Easy enough when you have 2 elements, but when you have multiple elements that is much more difficult. If I want to combine the elements of the list lib = ["[*:4]F[*:2]","[*:1]GH[*:5]","AB[*:4]","[*:3]C[*:6]E[*:1]","[*:2]IJ","[*:4]D"] then I need a different approach. My predecessor wrote a function to recursively combine the elements as pure strings, which I have been using but now I need to add in the function to combine the elements as pairs.

The old recursive function is here:

lib = ["[*:4]F[*:2]","[*:1]GH[*:5]","AB[*:4]","[*:3]C[*:6]E[*:1]","[*:2]IJ","[*:4]D"]

def combine(r, element, lib):

    if "[*:" in element:
        root = f"[*:{r}]"
        pos = element.index("[*:")
        pos1 = element.index("]", pos)
        next_r = int(element[pos + 3:pos1])
        con = conf[next_r - 1]
        if root in con:
            con = con.replace(root, "")
        return element[0:pos] + combine(next_r, con, lib) + combine(r, element[pos1 + 1:], lib)

    return element

result = combine(1,lib[0],lib)

My semi-functional attempt to modify the above function to be able to use the pairwise combination function pairstitch is here:

import re

lib = ["[*:4]F[*:2]","[*:1]GH[*:5]","AB[*:4]","[*:3]C[*:6]E[*:1]","[*:2]IJ","[*:4]D"]

#Example to make MWE work - actual function is much more complicated
def pairstitch(frag1, frag2, identifier):
     return frag1.replace(identifier, frag2.replace(identifier,""))
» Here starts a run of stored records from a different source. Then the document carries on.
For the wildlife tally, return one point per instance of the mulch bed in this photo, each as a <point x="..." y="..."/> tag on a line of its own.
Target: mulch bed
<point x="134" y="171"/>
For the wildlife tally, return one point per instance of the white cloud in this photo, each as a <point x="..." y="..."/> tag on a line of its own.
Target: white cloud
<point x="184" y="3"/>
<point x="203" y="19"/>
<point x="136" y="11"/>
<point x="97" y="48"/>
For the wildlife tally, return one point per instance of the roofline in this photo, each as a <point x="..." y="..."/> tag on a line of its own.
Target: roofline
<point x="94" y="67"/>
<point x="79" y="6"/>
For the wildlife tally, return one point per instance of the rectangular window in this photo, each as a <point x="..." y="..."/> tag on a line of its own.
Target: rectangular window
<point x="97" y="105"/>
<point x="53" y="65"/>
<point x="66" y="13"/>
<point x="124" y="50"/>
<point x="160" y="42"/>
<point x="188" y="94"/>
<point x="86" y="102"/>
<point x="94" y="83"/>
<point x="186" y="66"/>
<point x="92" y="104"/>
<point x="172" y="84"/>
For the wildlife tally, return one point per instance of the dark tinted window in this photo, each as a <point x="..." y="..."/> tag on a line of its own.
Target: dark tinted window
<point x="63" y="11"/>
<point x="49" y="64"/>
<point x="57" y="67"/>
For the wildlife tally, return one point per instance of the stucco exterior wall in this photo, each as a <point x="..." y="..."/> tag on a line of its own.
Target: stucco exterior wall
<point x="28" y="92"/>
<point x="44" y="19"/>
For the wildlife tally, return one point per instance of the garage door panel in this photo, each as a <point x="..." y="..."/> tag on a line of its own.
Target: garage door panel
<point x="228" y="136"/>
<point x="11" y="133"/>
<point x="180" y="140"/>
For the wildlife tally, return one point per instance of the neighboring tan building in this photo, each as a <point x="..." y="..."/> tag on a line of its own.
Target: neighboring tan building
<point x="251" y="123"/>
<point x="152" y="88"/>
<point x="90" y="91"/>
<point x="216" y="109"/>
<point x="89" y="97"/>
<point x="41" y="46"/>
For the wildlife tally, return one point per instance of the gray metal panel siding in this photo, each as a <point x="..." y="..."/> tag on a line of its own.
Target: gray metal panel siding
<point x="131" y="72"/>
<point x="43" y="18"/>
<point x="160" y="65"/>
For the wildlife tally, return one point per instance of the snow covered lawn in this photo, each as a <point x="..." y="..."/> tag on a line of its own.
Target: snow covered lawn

def combine(r, smiles, lib):

    if "[*:" in element:
        root = f"[*:{r}]"
        pos = element.index("[*:")
        pos1 = element.index("]", pos)
        next_r = int(element[pos + 3:pos1])
        con = lib[next_r - 1]
        attach_lst_base = re.findall("\[\*\:\d\]", element)
        attach_lst_con = re.findall("\[\*\:\d\]", con)
        if len(attach_lst_con) == 1:
            if root in con:
                next_r_block = f"[*:{next_r}]"
                frag1 = element.replace(next_r_block, "Z")
                frag2 = con.replace(root, "Z")
            else:            
                pos = con.index("[*:")
                pos1 = con.index("]", pos)
                next_r = int(con[pos + 3:pos1])
                next_r_block = con[pos:pos1 + 1]
                frag1 = smiles.replace(root, "Z")
                frag2 = con.replace(next_r_block, "Z")
            element = pairstitch(frag1,frag2,"Z")
        else:
            next_frag = con
            for att_pt in attach_lst_base:
                if len(attach_lst_base) > len(attach_lst_con):
                    next_frag = combine(r, next_frag, conf)
                else:
                    next_frag = combine(next_r, next_frag, lib)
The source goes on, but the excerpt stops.